Regional auto shop steward councils in Northern Transvaal , KZN and Eastern Cape

formulate regional positions
(In Gauteng , the VWSA, Toyota and DCSA shop stewards to attend Northern Transvaal meeting.)


National Auto shop steward council

consolidate regional positions into one national position

19 March

Pre-bargaining meeting Numsa president, general secretary plus auto bargaining representatives will meet with key auto industry leaders.

Trade unions and employers to put their positions, problems.

29-30 March

Central Committee

finalise Numsa position

1 April

send demands to employers

April – May


Will a similar process happen for tyre as well?

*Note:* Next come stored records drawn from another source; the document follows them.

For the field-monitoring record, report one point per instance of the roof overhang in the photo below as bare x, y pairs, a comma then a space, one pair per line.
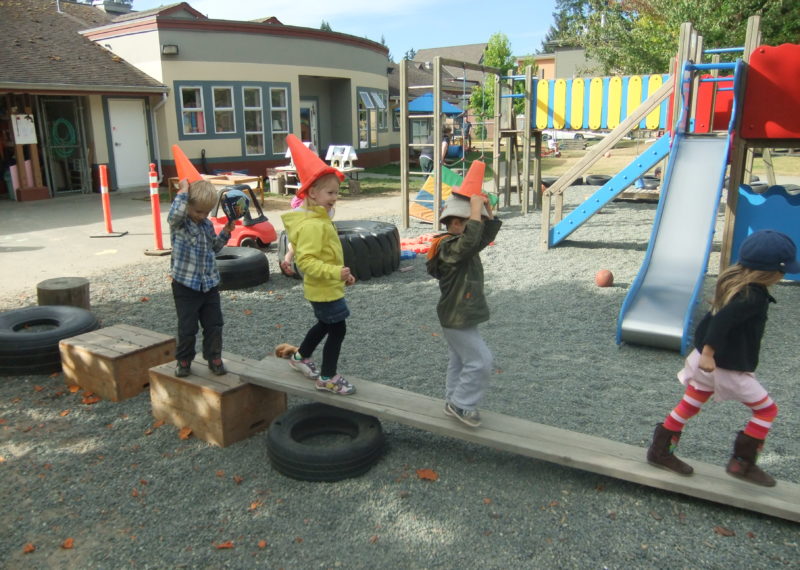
23, 87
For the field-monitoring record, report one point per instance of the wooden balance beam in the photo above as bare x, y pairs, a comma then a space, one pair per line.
498, 431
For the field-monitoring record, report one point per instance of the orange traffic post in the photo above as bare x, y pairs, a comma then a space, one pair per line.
155, 205
106, 204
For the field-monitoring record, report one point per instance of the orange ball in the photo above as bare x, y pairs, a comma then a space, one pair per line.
604, 278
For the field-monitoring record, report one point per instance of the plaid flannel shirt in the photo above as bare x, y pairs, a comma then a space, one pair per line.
194, 246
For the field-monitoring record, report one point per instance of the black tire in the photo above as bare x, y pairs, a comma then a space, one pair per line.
283, 247
371, 249
597, 179
290, 454
241, 267
29, 337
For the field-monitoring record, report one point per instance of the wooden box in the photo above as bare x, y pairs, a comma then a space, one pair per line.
219, 409
113, 362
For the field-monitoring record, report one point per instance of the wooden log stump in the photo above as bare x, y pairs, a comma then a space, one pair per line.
73, 291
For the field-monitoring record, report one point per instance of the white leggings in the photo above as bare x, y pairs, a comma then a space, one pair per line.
469, 367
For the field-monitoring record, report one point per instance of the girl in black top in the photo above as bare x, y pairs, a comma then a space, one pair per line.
727, 343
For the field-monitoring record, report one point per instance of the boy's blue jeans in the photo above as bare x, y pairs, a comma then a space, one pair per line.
195, 309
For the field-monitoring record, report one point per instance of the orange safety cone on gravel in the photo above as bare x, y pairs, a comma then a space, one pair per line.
186, 170
473, 181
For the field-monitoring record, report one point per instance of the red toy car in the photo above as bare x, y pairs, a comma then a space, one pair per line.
250, 231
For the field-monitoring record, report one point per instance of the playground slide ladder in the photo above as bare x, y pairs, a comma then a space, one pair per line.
515, 435
610, 190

We will try and hold workshops to familiarise new shop stewards on agreement. Shop stewards must then talk to general members. From there demands will go straight to the NSSC. With tyre we can’t have RSSC because you only have Dunlop in KZN, Firestone, Continental and Goodyear in Port Elizabeth and in Brits only Firestone. From the NSSC, the CC will take a decision on the demands. We will follow the same process as auto. In tyre we do not have permanent sub-committees like in auto. We want to start negotiations from around May.

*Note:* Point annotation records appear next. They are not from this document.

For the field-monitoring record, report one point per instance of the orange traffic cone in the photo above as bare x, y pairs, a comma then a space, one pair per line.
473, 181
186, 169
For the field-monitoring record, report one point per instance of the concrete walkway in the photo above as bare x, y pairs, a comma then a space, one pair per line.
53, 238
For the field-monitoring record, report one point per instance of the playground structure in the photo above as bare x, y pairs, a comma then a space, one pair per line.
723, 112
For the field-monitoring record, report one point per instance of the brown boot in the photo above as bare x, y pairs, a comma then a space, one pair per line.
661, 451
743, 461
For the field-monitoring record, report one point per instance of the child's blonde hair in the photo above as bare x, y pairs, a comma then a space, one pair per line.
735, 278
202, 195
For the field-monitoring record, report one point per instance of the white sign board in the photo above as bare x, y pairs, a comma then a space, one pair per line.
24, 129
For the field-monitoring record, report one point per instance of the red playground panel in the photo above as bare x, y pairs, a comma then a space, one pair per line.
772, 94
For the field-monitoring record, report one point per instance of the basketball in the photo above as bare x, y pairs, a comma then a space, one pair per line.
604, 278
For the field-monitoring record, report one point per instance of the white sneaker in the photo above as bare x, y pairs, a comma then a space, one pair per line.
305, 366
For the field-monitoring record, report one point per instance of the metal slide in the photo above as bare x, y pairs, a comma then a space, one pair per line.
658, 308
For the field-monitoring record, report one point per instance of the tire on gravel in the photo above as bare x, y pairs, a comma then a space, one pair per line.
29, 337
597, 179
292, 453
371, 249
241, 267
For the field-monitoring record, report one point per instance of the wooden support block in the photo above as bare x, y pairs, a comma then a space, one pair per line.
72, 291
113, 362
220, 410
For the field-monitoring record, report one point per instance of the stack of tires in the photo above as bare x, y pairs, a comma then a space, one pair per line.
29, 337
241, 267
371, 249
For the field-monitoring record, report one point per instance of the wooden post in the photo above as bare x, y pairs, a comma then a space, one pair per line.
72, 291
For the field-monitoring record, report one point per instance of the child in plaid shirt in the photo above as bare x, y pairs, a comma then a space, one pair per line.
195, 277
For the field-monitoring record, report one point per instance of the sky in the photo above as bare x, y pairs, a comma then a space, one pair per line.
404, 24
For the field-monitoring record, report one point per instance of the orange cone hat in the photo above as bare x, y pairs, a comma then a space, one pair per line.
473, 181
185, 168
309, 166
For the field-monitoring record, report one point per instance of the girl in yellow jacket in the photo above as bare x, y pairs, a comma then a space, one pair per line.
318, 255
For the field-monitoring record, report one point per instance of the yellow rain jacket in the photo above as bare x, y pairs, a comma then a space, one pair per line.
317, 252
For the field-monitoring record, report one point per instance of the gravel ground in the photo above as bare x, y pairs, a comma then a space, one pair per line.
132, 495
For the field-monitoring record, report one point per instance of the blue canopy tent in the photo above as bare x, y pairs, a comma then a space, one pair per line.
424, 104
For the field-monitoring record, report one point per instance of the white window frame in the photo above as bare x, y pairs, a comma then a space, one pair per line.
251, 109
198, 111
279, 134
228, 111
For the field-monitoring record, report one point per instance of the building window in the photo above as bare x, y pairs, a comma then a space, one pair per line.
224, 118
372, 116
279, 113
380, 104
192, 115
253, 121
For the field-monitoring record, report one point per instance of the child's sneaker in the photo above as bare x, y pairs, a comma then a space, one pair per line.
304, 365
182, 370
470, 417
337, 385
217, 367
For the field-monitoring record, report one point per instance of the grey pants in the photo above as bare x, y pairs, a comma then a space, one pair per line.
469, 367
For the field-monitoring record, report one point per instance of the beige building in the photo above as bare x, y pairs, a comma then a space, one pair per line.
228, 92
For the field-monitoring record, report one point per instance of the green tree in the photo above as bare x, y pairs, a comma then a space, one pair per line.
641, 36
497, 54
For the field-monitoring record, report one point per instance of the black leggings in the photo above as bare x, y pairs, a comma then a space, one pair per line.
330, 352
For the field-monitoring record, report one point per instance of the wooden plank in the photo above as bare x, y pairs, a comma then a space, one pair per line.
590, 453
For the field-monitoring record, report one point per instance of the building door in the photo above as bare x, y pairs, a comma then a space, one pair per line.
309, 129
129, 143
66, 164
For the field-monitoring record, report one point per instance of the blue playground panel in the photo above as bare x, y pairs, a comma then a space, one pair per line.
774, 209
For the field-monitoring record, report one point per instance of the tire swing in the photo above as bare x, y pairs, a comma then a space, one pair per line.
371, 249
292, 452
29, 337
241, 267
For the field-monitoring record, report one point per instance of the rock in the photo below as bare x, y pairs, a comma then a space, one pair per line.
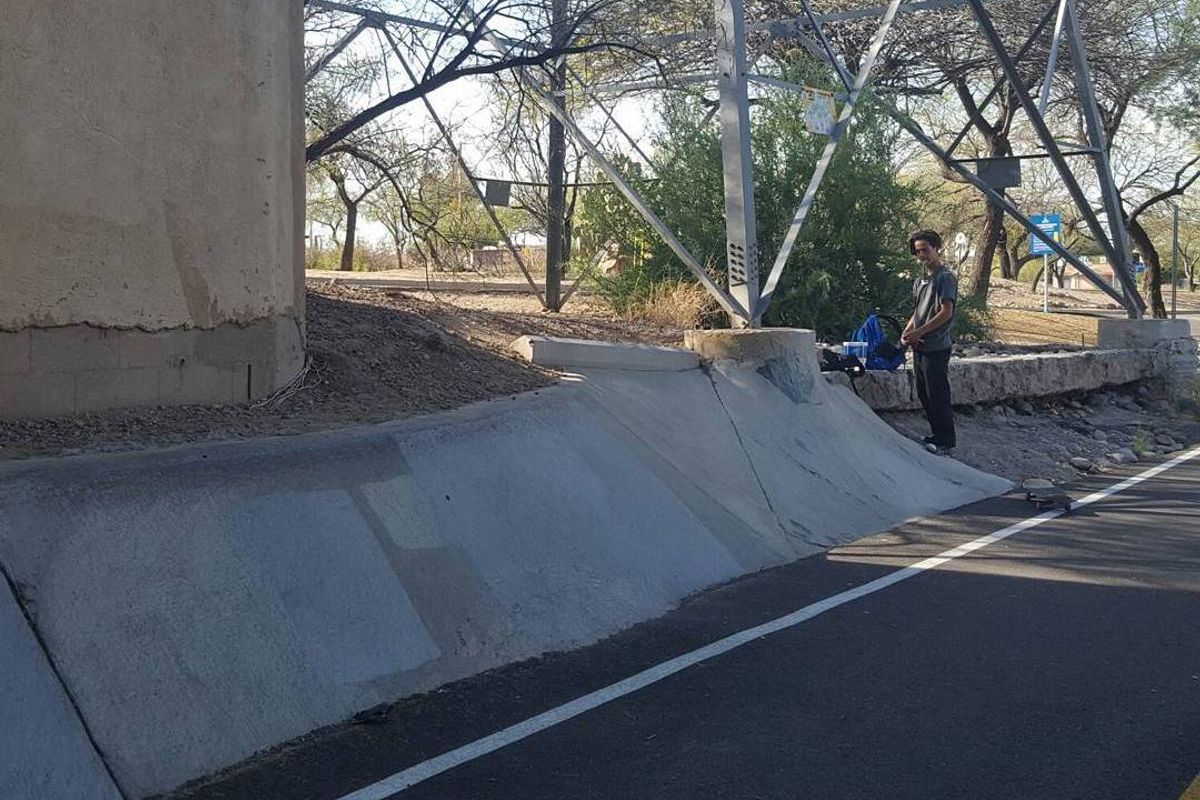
1123, 456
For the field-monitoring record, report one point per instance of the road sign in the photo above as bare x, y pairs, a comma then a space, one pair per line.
819, 114
1049, 223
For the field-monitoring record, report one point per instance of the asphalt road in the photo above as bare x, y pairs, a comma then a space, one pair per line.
1061, 662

Core demands adopted by Numsa’s National Bargaining Conference, April 2003

Wages and Duration of the agreement:

Numsa will:

demand a wage increase of the consumer price index (CPI-X) plus 5% improvement factor.
continue to narrow the wage gap.
demand that wages of motor workers are backdated to the date of the signing of the collective agreement.
demand two year wage agreements in engineering and motor.

Job Security

Numsa will:

protect and defend jobs of its members at all costs.
demand that employers establish both an Entitlement Fund and a Work Security Fund.
struggle for an increased retrenchment package.
resist the casualisation of its members.

Workplace Restructuring

Numsa will ensure that:

employment is guaranteed in restructured companies;
restructured companies maintain and improve working conditions and wages;
retrenchment will be resisted
outsourcing being a S197 issue, all workers who are transferred must enjoy the same terms and conditions of employment.

Grading and Training

Numsa will demand that:

training should take place during working hours;
employment should be guaranteed for learnerships
there should be an increase in apprenticeships;
the wages paid to an apprentice and someone in a learnership should be equal.;
employers should commit themselves to train and equip workers;
all employers must comply with the relevant Acts.
the union will continue to negotiate work-place skills plans at plant level;
training committees will be established in all plants.

Health and Safety

Numsa will:

fight for improved health and safety conditions;
negotiate for health and safety committees to be established in all workplaces;
demand that employers pay for and allow time off for pap smears and prostate testing;
demand that family responsibility leave be increased;
demand that companies that fail to comply with health and safety measures and regulations should be reported to the Department of Labour.


Numsa will demand that:

companies provide anti-retroviral drugs free;
companies provide access to sustainable anti-retroviral therapy when clinically indicated;
companies establish policies and programmes to provide for education, counselling and support for people living with HIV/Aids and their families;
companies end all discrimination against people living with HIV/Aids.

Labour Brokers

Numsa will:

demand that after three months any workers provided by a labour broker are deemed to be permanent employees of the client company;
continue to resist, using its strength and power, the employers’ use of labour brokers.
continue to force labour brokers to comply with the centralised agreements in our industry.